Extreme Weather Worsens Poverty, Says Study, Which States The Obvious

It's fairly quiet in the weather department here in Vermont this week. A couple of cold fronts are coming in, promising some soaking rains tonight and maybe Thursday night, too.
In this image from Oxfam, drought hits
a region of Africa. A study says extreme weather
keeps millions in poverty.  

It will also turn notably cooler by the weekend.

Still, we're not expecting any extremes, nothing out of the ordinary for October.

With no extremes here, we look to the news and find a study that seems to state the obvious. In vulnerable countries, extreme weather worsens poverty, and makes it more difficult to fight your way out of poverty.

The most interesting part of the study, according to the BBC, is that extreme weather might be the biggest factor in maintaining poverty, more than social patterns, bad health, poor education, political problems or bad infrastructure.

Of course, this is a problem, since weather extremes are getting well, more extreme, due to global climate change.

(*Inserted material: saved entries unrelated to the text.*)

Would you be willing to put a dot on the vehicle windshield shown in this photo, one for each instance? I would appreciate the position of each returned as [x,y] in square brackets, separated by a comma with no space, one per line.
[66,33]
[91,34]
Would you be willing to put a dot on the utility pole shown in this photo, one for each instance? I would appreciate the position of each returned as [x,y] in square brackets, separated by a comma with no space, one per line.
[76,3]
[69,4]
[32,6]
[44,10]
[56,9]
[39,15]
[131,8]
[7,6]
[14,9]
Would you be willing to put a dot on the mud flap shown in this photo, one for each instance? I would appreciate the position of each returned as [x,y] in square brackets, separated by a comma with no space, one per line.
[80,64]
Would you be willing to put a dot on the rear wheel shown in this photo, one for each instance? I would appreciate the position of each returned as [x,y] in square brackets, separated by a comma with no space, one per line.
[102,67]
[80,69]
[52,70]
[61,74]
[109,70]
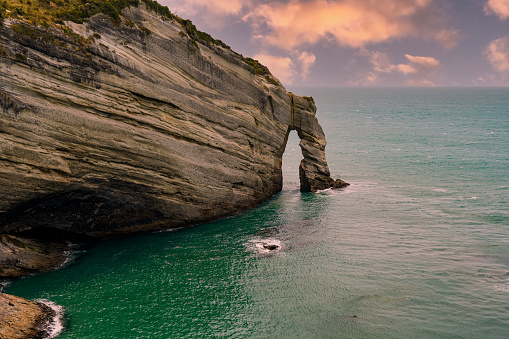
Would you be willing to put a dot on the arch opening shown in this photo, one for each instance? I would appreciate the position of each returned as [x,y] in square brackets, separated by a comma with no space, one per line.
[291,158]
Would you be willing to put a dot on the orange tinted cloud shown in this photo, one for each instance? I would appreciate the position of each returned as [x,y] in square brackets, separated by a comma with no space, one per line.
[281,67]
[497,54]
[419,69]
[287,69]
[353,23]
[214,11]
[499,8]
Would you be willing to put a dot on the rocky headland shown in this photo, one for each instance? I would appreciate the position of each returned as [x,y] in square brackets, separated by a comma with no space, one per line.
[133,121]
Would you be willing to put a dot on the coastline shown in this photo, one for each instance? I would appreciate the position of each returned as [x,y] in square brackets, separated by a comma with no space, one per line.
[19,257]
[20,318]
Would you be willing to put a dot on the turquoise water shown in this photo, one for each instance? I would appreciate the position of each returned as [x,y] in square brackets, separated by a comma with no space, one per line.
[416,247]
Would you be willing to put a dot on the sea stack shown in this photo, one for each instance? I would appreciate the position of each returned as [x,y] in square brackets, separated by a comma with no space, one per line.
[112,127]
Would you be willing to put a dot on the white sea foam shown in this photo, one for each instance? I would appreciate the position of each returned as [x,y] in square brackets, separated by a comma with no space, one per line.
[56,326]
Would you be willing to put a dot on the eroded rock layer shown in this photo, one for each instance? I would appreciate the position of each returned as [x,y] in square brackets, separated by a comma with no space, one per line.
[139,128]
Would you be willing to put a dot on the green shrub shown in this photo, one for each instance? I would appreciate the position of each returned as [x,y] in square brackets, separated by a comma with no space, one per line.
[257,66]
[3,51]
[271,80]
[159,9]
[145,30]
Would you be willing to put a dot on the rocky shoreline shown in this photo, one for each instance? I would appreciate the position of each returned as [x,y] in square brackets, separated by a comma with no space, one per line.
[20,318]
[115,127]
[21,256]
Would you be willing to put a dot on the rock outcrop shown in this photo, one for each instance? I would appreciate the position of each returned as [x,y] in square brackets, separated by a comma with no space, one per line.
[126,127]
[23,319]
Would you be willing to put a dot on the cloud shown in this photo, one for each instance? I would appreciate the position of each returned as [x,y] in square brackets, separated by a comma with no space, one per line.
[281,67]
[423,62]
[419,69]
[287,69]
[306,60]
[215,12]
[351,23]
[447,38]
[499,8]
[497,54]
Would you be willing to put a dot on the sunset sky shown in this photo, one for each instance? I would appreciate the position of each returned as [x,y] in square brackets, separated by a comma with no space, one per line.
[364,42]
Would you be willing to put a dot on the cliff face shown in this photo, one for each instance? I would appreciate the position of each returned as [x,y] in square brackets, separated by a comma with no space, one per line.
[139,128]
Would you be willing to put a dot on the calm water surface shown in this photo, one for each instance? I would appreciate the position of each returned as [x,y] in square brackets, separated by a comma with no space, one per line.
[417,246]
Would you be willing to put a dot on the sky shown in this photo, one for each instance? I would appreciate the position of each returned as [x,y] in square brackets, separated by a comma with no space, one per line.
[364,42]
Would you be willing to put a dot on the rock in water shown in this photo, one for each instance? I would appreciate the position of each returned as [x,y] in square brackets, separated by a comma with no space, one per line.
[20,318]
[146,126]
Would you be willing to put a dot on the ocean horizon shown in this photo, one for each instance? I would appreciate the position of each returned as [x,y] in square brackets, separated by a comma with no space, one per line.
[417,246]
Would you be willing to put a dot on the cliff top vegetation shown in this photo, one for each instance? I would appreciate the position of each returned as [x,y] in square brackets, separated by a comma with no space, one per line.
[54,13]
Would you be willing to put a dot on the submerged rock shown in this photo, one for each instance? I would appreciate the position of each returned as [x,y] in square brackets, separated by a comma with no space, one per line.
[270,247]
[23,319]
[139,130]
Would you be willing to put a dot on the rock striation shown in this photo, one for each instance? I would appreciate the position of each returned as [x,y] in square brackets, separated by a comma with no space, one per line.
[135,126]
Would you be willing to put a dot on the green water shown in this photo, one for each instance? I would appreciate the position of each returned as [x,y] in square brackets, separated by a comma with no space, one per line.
[417,246]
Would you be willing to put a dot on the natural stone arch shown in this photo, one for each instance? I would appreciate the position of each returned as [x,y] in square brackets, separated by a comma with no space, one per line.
[314,172]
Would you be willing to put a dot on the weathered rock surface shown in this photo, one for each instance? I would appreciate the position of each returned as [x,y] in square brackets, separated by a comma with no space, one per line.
[23,319]
[20,256]
[139,132]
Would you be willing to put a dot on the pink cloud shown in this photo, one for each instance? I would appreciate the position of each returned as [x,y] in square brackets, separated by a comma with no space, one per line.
[306,60]
[353,23]
[499,8]
[287,69]
[419,69]
[281,67]
[215,12]
[497,54]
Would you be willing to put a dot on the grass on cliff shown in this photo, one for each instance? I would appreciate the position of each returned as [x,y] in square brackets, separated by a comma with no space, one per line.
[48,13]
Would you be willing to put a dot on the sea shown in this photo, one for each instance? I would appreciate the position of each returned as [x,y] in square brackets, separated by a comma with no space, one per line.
[416,247]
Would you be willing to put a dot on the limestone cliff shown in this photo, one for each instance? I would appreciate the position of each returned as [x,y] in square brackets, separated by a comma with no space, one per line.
[112,128]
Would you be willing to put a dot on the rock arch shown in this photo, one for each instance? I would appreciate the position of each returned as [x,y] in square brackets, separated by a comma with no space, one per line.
[314,172]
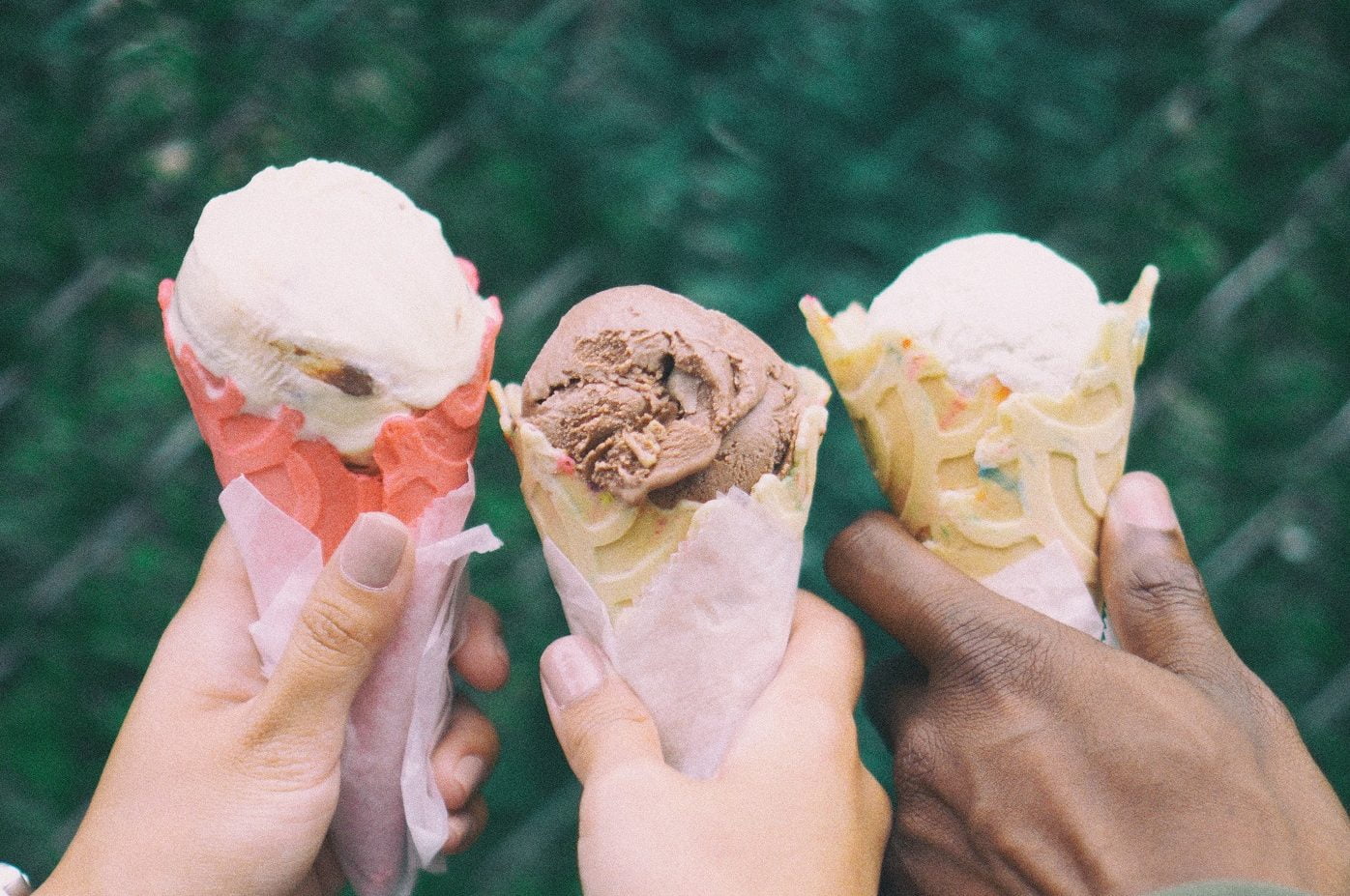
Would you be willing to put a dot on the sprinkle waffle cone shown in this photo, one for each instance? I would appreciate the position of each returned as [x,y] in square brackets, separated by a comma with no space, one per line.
[617,547]
[987,479]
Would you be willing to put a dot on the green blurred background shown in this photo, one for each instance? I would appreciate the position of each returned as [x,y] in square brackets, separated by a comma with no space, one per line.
[743,154]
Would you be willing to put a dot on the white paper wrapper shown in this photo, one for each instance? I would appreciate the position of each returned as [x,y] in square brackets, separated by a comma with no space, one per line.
[391,818]
[709,630]
[1050,583]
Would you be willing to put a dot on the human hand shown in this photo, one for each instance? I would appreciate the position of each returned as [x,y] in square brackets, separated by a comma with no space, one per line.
[790,811]
[1037,760]
[221,782]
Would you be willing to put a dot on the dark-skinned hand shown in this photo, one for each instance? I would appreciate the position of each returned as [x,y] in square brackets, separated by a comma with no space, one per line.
[1035,760]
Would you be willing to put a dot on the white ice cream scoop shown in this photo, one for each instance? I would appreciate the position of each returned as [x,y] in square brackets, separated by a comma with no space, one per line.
[996,305]
[323,288]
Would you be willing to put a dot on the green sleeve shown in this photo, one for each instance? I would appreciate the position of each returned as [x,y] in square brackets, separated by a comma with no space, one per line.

The study says money usually flows in response to weather disasters such as drought and extreme floods in vulnerable countries. Maybe the money should flow toward preventing disasters, or at least bolstering the region's resiliance against weather extremes.

Unfortunately, death seems to make the money flow. Just last weekend, a massive cyclone caused major damage in a poor region of India. The nation did exactly the right thing in evacuating hundreds of thousands of people from the cyclone's target, and that saved countless lives.

(In 1999, a similar cyclone hit that part of India. The government didn't evacuate people, and about 10,000 died)

But since not that many people died, there might be less relief money going to the hard hit region of India, which would ensure people remain mired in poverty.

It seems that old Boy Scout adage works in everything: Be prepared.